En Angleterre, le War Office ne permet pas au bataillon de partir en France avec si peu d’hommes. La solution consiste à reformer le bataillon en une compagnie de travail de 500 hommes et officiers, rebaptisée 2e Compagnie canadienne de construction. Le reste du bataillon reste en Angleterre pour servir de renfort.
Le Corps forestier canadien a un besoin urgent de main-d’œuvre pour soutenir ses opérations forestières dans les montagnes du Jura, dans le sud-est de la France. La 2e Compagnie de construction canadienne arrive sur place tôt le 21 mai 1917 et commence immédiatement ses opérations.

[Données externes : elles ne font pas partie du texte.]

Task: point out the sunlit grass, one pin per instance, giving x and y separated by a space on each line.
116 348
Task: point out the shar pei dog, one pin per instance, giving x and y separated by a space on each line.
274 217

La 2e Compagnie de construction effectue un grand nombre de tâches de soutien. Elle améliore notamment les chemins forestiers existants dans la forêt de La Joux et participe à la construction d’un chemin de fer forestier. La compagnie exploite et entretient également le système d’approvisionnement en eau de tous les camps, ainsi que le système électrique lorsqu’il est mis en service. En outre, elle transporte les produits finis du bois à la gare, où elle les charge dans des wagons. En effectuant ces tâches, les bûcherons des compagnies du Corps forestier sont libérés pour couper et scier les arbres. La 2e Compagnie de construction participe également à toutes les phases du processus d’abattage du bois, en aidant à abattre les arbres et à déplacer et scier les billes.
Le saviez-vous?
Le bois d’œuvre était essentiel à l’effort de guerre. Il servait à revêtir les côtés des tranchées et à fabriquer des caillebotis pour le fond des tranchées ou pour traverser les terrains boueux. Il était également utilisé pour les plates-formes de tir d’artillerie, les traverses de chemin de fer, les boîtes à munitions, les cabanes d’hébergement et les ponts. Le travail de la 2e Compagnie de construction permettait aux usines de produire plus de deux fois plus de bois que les usines qui ne bénéficiaient pas de ce soutien.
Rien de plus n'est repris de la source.